- Mastering Assembly Programming
- Alexey Lyashko
- 195字
- 2021-08-20 10:23:26
Floating point registers
The CPU itself has no means for floating point arithmetic operations. In 1980, Intel announced the Intel 8087 - the floating point coprocessor for the 8086 line. 8087 remained as a separate installable device until 1989, when Intel came up with the 80486 (i486) processor, which had an integrated 8087 circuit. However, when talking about floating point registers and floating point instructions, we still refer to 8087 as a floating-point unit (FPU) or, sometimes, still as a floating-point coprocessor (however, the latter is becoming more and more rare).
8087 has eight registers, 80 bits each, arranged in a stack fashion, meaning that operands are pushed onto this stack from the memory and results are popped from the topmost register to the memory. These registers are named ST0 to ST7 (ST--stack) and the most used one, that is, the ST0 register, may be referred to as simply ST.
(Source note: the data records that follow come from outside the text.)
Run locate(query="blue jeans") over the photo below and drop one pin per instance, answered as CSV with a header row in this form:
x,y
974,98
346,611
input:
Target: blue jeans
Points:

The floating-point coprocessor supports several data types:
- 80-bit extended-precision real
- 64-bit double-precision real
- 32-bit single-precision real
- 18-digit decimal integer
- 64-bit binary integer
- 32-bit binary integer
- 16-bit binary integer
The floating-point coprocessor will be discussed in more detail in Chapter 3, Intel Instruction Set Architecture (ISA).